Here's how they work: After screening a donor for HIV, hepatitis and other disease-causing germs, the doctor dilutes a stool sample with saline or 4 percent milk, and then blends it into a milkshake-like slurry [sources: Allen; Bakken et al.; Floch; Silverman, Davis and Pillai]. The mixture is then fed into a patient's digestive tract via nasogastric or nasoduodenal tubes, through a colonoscope or via a retention enema [sources: Allen; Bakken; Hudson]. A nasogastric tube feeds matter through the nasal passage, down the throat and into the stomach; a nasoduodenal tube extends a bit farther.
The patient prepares for the procedure via the traditional take-no-prisoners, date-with-the-thunder-bucket ritual used by colonoscopy patients [sources: Allen; Stein]. Stool donations usually come from family members or spouses, but some facilities have tried unrelated, prescreened donors [source: Allen; Brandt].
If a fecal transplant sounds like a great DIY project, it isn't.
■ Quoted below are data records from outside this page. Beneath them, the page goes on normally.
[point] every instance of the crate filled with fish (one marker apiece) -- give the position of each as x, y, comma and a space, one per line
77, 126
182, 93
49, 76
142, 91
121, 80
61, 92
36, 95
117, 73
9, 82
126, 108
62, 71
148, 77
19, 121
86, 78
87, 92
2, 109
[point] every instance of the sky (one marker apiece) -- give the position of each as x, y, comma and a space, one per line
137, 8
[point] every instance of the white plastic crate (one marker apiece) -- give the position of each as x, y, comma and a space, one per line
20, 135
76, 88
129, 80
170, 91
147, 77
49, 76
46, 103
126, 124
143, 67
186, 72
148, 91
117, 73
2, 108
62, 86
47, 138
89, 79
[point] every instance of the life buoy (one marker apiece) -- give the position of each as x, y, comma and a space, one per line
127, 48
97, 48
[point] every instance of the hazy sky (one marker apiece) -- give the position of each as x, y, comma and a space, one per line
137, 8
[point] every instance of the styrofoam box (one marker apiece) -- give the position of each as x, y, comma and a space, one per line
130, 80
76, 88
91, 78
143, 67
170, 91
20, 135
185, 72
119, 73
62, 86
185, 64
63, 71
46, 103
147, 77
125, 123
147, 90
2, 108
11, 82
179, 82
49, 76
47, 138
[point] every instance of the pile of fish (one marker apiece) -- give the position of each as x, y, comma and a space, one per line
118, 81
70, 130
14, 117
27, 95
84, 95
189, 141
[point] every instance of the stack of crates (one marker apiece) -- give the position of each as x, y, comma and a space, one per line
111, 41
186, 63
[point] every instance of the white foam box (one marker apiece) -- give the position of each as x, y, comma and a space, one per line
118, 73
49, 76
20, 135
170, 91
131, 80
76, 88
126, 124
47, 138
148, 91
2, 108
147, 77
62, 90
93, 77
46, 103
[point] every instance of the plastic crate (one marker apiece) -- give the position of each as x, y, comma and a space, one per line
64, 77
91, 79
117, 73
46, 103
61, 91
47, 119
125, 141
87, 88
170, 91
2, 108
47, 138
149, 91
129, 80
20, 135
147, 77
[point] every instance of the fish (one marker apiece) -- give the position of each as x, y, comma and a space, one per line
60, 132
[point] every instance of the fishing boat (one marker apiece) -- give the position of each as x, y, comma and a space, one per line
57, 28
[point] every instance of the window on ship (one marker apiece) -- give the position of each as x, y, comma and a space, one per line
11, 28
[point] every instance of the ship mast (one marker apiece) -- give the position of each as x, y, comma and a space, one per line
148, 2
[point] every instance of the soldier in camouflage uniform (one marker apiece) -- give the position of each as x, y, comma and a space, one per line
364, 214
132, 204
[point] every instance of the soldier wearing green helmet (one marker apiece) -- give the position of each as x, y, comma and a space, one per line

First, stool is a level 2 biohazard; second, if you don't test fecal samples for communicable diseases, you could end up in a world of hurt; third, remind us to never drink frozen margaritas at your house [source: Bakken et al.; Floch; Silverman, Davis and Pillai].
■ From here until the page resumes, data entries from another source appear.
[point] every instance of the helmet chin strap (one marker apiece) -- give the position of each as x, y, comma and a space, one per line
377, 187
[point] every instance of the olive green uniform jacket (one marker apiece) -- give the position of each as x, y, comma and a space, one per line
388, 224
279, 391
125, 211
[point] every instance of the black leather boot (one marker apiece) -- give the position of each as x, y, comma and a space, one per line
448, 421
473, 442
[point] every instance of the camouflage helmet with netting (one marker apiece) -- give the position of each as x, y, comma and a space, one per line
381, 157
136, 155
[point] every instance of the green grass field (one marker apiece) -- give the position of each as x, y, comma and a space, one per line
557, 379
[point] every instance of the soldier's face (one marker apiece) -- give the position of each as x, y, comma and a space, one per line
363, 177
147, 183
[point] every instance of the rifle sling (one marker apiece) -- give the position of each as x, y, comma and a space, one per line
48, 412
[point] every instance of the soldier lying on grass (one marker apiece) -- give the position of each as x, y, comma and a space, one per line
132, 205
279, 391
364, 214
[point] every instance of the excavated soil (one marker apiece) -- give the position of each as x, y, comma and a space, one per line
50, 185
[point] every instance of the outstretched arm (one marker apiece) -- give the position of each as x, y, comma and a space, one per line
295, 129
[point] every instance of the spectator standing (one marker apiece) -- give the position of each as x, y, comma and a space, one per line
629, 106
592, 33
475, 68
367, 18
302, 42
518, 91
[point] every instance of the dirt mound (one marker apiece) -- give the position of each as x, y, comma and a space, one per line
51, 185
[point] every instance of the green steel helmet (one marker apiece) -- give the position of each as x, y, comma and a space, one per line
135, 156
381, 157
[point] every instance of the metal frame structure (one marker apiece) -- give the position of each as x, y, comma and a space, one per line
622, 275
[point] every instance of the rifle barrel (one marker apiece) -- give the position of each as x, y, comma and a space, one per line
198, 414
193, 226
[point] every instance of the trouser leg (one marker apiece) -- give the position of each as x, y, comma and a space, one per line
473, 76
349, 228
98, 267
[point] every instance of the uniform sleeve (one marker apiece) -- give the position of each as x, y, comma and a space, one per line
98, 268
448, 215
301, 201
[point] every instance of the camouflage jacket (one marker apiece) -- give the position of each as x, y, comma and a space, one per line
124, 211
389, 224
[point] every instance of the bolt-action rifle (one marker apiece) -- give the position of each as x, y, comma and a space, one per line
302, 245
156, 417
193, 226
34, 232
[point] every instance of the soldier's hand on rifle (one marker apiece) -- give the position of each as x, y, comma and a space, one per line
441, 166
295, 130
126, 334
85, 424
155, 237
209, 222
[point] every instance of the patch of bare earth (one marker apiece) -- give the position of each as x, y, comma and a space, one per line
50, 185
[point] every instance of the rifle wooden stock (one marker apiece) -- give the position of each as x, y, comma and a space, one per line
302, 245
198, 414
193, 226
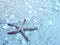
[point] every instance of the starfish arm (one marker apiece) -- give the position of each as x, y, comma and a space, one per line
30, 29
23, 34
13, 32
13, 25
23, 22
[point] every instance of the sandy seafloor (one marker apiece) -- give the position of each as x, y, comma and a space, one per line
44, 14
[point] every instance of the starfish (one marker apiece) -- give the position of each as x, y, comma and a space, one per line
21, 29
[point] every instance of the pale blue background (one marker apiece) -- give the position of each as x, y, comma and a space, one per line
44, 14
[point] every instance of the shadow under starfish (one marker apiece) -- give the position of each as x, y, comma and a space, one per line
21, 29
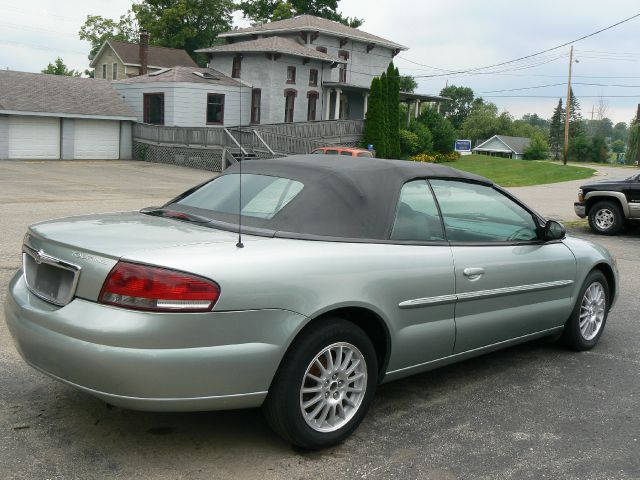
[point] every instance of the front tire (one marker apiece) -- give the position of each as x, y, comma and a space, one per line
324, 385
606, 218
586, 323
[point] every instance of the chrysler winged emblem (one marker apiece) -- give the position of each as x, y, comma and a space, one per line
38, 256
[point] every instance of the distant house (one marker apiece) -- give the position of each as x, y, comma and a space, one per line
305, 68
186, 97
503, 146
60, 117
119, 60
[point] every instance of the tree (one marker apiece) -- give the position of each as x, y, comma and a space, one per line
408, 84
617, 146
458, 108
262, 11
556, 130
599, 150
96, 30
186, 24
384, 95
442, 131
59, 68
393, 111
535, 121
620, 132
632, 142
374, 122
538, 148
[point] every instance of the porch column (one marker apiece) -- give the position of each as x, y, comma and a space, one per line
327, 104
366, 105
336, 110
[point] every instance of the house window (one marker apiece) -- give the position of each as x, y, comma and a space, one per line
311, 107
313, 77
344, 55
153, 105
291, 74
256, 98
236, 67
215, 109
289, 104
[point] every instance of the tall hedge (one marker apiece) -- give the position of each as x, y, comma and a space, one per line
374, 121
393, 112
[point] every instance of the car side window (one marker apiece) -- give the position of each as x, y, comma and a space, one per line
479, 213
417, 218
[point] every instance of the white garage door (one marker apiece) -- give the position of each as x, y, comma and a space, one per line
97, 139
34, 137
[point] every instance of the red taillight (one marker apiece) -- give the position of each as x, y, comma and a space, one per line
142, 287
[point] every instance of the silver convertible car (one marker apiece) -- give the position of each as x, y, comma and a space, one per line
349, 272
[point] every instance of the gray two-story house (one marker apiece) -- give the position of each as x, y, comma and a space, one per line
304, 68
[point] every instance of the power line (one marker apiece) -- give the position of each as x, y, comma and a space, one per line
530, 55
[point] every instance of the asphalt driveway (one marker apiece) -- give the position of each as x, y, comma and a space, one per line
533, 411
555, 200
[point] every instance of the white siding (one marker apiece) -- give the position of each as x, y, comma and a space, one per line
34, 137
185, 104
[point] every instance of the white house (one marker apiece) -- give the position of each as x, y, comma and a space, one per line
186, 97
503, 146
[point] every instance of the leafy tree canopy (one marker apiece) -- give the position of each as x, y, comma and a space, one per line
271, 10
96, 30
408, 84
458, 108
187, 24
59, 68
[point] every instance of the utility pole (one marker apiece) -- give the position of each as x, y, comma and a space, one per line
568, 112
638, 127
As of October 2012, U.S. insurance does not cover fecal transplants, but some doctors believe billing codes for the procedure will exist by early 2013, with Medicare coverage following a similar schedule [sources: Allen; Brandt; Gewirtz]. Dr. Andrew Gewirtz of the Georgia State University Center for Inflammation, Immunity & Infection agrees.
"I would guess it might be insurable soon -- although it is possible that use of specific, defined bacterial cocktails may supplant it eventually," he says.
The procedure's legal status may pose a greater challenge. According to Dr. Lawrence Brandt of the Albert Einstein College of Medicine, the U.S. Food and Drug Administration (FDA) has declared feces for fecal microbiota transplants a drug, which makes transplants -- already a fringe therapy -- illegal until the FDA approves their use. While doctors are unlikely to do time for performing the procedure, its dodgy status could work against them should a malpractice suit arise [source: Brandt].
On the plus side, drug classification could move fecal transplants further into the mainstream. To become a widely accepted medical practice, the process must be subjected to large-scale clinical trials, but gaining funding for such trials from, say, the National Institutes of Health (NIH), hinges upon the FDA granting a substance "investigational status." Classification as a drug places feces in a category that the FDA recognizes for this purpose [sources: Brandt; Khoruts; McKenna].
Once they work the bugs out, bacteriotherapy and fecal transplantation could offer hope to a lot of sick people.